In December 1992, the defendant Beys Specialty Contracting, Inc. (hereinafter Beys) entered into a contract with the Metropolitan Transportation Authority (hereinafter the MTA) to perform certain construction work. On March 25, 1993, Beys entered into a $175,000 subcontract with the plaintiff, Hudson Iron Works, Inc. (hereinafter Hudson), which required Beys to pay Hudson within seven days after Beys received payment from the MTA for work performed by Hudson. Beys submitted to the MTA invoices dated May 20, 1993, and June 21, 1993, which were accompanied by receipts, seeking payment, inter alia, for “mobilization” expenses incurred by Beys. The first invoice Hudson submitted to Beys was dated September 10, 1993. Hudson claimed it was entitled to payment because the May 20, 1993, and June 21, 1993, invoices incorporated its work and the MTA had thus paid Beys for work performed by Hudson. After a nonjury trial, the Supreme Court awarded judgment to Hudson and dismissed the counterclaim of Beys to recover the additional money it spent to complete the job after Hudson stopped working.

It is undisputed that Hudson’s first invoice was not submitted for payment until September 10, 1993. Moreover, Hudson *362did not provide any documentation supporting its claim that Beys was previously paid for its work. Therefore, Hudson’s claim is contrary to the express terms of the contract and the subcontract, both of which required that invoices be submitted with proof that the expense was incurred. In addition, since it was also undisputed that none of Hudson’s work had been approved by the MTA when Beys submitted the invoices dated May 20, 1993, and June 21, 1993, Hudson was not entitled to payment because both the contract and the subcontract conditioned payment upon a determination by the MTA that Hudson’s work was satisfactory and that the MTA’s determination would be final. Moreover, the MTA’s project engineer testified that he only approved claims for payment which were supported by documents evidencing that the expense had been incurred, and that the MTA did not pay for unapproved shop drawings. Therefore, testimony by Beys’ former project manager that he considered Hudson’s work to be satisfactory was not dispositive.

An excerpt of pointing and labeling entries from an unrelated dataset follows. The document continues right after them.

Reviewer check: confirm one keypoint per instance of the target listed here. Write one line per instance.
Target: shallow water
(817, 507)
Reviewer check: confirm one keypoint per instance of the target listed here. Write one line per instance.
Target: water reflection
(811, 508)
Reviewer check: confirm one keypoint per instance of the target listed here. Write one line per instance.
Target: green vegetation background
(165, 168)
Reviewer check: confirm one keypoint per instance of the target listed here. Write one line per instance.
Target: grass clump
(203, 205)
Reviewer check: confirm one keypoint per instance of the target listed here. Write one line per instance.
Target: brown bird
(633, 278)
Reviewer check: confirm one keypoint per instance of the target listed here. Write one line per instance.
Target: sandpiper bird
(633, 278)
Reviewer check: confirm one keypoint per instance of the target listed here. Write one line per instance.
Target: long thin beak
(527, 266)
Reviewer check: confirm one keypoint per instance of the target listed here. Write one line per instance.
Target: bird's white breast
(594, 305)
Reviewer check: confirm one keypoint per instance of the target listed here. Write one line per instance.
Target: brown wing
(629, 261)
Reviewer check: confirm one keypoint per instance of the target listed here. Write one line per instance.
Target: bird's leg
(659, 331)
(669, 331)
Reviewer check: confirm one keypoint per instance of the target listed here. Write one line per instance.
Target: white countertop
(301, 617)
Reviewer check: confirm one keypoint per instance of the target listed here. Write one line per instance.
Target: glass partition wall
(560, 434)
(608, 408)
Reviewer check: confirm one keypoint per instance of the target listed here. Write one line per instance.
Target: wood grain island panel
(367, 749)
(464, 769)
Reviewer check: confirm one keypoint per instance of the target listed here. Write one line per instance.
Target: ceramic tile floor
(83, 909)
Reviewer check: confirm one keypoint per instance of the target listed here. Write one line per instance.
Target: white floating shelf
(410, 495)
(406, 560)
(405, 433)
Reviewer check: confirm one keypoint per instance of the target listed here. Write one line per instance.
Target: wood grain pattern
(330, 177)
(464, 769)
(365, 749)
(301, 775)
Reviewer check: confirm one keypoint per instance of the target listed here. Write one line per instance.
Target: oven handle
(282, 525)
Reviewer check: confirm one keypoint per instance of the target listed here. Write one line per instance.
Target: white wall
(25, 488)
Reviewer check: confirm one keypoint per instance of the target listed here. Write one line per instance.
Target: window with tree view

The proper interpretation of contract language may be determined as a matter of law and the court should interpret the contract so as to give effect to every provision (see, Gonzalez v Norrito, 256 AD2d 440). Based upon, inter alia, the date upon which Hudson submitted its first invoice, i.e., September 10, 1993, and the status of Hudson’s work when Beys submitted its invoices, it is clear that Beys did not breach the subcontract by refusing to comply with Hudson’s demand for payment. Therefore, the plaintiff is not entitled to recover damages against the defendants.

Because Hudson stopped performing under the subcontract after its demand for payment was rejected, and documentary evidence adduced at trial evidenced that Beys contracted to pay and paid $60,000 to one subcontractor and $145,083 to another subcontractor, both of whom were hired to perform the work required by Hudson’s subcontract, less an additional $5,000 which was paid for a subsequent design change, Beys paid $25,083 more to complete the job than if Hudson had completed its subcontract. As a result, Beys is entitled to a judgment on its first counterclaim against Hudson in the sum of $25,083 (see, Kaufman v Le Curt Constr. Corp., 196 AD2d 577; Al-Ev Constr. Corp. v Ahern Maintenance & Supply Corp., 141 AD2d 591; Sarnelli v Curzio, 104 AD2d 552).

In light of this determination, the parties’ remaining contentions are academic. Bracken, J. P., Santucci, McGinity and Feuerstein, JJ., concur.